Foi na rua que Mesquitta encontrou o acolhimento que sua arte precisava para crescer. É nesse grande palco que, segundo o cantor, nasce o artista e o empreendedor, os dois trabalhando em harmonia.
“A rua foi o lugar que me aceitou de verdade. É onde a arte não precisa de ingresso, figurino ou estrutura; ela precisa só de coragem e verdade. O povo tá ali, vivendo, correndo, cansado… E, de repente, você chega com música e aquilo muda o clima. A rua é crua, mas sincera”, diz o artista, que completa: “Ser artista de rua no Brasil exige muito mais do que talento. Tem que saber se virar, cuidar do som, do repertório, do transporte, da abordagem. Então, além de artista, tenho que ser empreendedor do meu próprio ‘corre’”.
Toda semana, ele tira pelo menos a parte da tarde ou da noite para se apresentar nos transportes públicos. Nascido e criado em São Gonçalo, na Região Metropolitana, Mesquitta relata os desafios que enfrenta todos os dias.
“O preconceito, muita gente ainda não entende que ali tem arte de verdade. Depois, a instabilidade financeira, que é pesada; e tem também o cansaço físico, o calor, os guardas, os dias de chuva, os equipamentos que dão problema… Enfim, é tudo na raça”, enumera.
Trabalho que não é reconhecido
Para o sociólogo Rafael Mello, formado pela Universidade Federal do Rio de Janeiro (UFRJ), a arte de rua no Brasil é, há décadas, desvalorizada.
“A falta de um ‘carimbo’ oficial ou de um palco tradicional faz com que esses artistas sejam, muitas vezes, vistos com preconceito. A sociedade, acostumada a valorizar o trabalho formal e que gera lucro, acaba rotulando-os como ‘pedintes’ ou até ‘vagabundos’. É como se a arte deles não fosse trabalho de verdade porque não se encaixa nas caixinhas que a gente conhece”, explica.
Esse evento produz o que o especialista chama de ‘choque de classes’. “Quem tem menos dinheiro costuma se identificar mais e ajudar, talvez por entender a realidade da luta diária. Já quem tem mais dinheiro, às vezes, nem presta atenção ou até demonstra desaprovação, vendo a apresentação como um incômodo ou um pedido de esmola”.

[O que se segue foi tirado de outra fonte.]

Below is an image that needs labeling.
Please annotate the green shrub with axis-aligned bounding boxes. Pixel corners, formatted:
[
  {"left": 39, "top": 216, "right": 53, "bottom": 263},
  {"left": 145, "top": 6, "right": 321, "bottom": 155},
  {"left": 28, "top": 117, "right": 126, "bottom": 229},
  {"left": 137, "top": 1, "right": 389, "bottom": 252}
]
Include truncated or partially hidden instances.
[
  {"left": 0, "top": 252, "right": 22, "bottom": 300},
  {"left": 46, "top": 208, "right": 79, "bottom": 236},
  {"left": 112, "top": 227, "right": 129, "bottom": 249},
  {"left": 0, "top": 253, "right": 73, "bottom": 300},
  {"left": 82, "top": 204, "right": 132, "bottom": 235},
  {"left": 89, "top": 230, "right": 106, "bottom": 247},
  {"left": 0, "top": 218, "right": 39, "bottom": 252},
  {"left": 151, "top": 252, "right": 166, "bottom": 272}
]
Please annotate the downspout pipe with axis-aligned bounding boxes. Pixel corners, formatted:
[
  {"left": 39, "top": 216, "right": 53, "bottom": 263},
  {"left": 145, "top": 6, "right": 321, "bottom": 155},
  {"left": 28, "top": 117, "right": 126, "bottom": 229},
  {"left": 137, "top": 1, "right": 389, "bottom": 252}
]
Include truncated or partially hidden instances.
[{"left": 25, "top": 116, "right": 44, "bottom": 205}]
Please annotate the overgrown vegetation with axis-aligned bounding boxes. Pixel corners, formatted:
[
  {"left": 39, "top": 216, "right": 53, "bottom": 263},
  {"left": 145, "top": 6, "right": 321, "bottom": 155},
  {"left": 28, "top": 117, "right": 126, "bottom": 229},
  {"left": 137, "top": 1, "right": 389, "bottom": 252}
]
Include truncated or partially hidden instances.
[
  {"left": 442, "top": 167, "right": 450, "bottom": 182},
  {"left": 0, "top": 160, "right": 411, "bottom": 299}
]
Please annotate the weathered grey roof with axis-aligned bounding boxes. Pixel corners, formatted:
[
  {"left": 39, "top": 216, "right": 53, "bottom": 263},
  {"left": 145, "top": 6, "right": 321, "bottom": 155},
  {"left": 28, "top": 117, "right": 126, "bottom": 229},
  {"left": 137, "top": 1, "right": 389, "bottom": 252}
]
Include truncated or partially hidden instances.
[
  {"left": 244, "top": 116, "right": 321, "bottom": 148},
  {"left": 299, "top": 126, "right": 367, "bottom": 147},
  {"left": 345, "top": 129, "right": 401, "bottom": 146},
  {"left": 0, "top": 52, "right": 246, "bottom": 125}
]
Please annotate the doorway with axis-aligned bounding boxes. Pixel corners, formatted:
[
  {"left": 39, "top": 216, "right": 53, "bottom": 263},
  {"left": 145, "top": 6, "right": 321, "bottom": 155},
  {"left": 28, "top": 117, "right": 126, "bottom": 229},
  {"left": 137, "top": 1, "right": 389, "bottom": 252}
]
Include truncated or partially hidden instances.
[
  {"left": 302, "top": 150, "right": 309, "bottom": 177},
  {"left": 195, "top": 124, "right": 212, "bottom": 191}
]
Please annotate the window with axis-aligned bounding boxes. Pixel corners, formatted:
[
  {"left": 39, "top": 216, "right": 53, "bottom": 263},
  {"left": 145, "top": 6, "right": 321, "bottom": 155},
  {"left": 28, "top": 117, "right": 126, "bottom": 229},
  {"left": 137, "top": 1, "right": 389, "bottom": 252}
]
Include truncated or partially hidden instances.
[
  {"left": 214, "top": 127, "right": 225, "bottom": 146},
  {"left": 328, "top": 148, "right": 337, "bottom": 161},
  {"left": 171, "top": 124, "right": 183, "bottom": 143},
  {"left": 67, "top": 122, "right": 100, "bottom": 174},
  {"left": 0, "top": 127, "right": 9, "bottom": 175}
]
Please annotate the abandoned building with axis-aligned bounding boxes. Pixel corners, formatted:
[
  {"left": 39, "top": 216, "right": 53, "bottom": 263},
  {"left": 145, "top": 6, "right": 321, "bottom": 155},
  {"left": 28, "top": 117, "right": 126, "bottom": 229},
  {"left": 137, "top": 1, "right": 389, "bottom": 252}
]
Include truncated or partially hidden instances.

Qual é o seu maior sonho como artista?
Fernando Pessoa diz: “De sonhar ninguém se cansa, porque sonhar é esquecer, e esquecer não pesa e é um sono sem sonhos em que estamos despertos”. Sonhar é um descanso para a alma. É esquecer a realidade sem sofrimento. É um refúgio leve, silencioso, em que o corpo está desperto, mas a mente paira em outro lugar, como um sono sem sonhos, mas ainda assim fora da vigília dura da vida real.
O Agenda do Poder perguntou aos três artistas quais os maiores sonhos deles. Essas foram as respostas:
“Que minhas canções cheguem no maior número de ouvintes possíveis, e que alcance os corações deles. Que as letras possam bater com a vivência delas. E que artista de rua não sejam mais visto como vagabundo” – Saluh
“Passar na prova de habilitação para carro e comprar o meu veículo. Trabalhar como motorista de aplicativo e continuar crescendo com a arte”, Palhaço Alegria.
“Poder viver da arte com dignidade, sem precisar me apagar ou me adaptar a moldes que não são meus. Quero crescer, rodar o mundo, tocar mais corações, transformar mais vidas com minha voz, minha história, minha presença. E quero também abrir caminho para os que vêm depois, para que mais artistas de rua tenham orgulho de ser quem são e de onde vêm”, Mesquitta.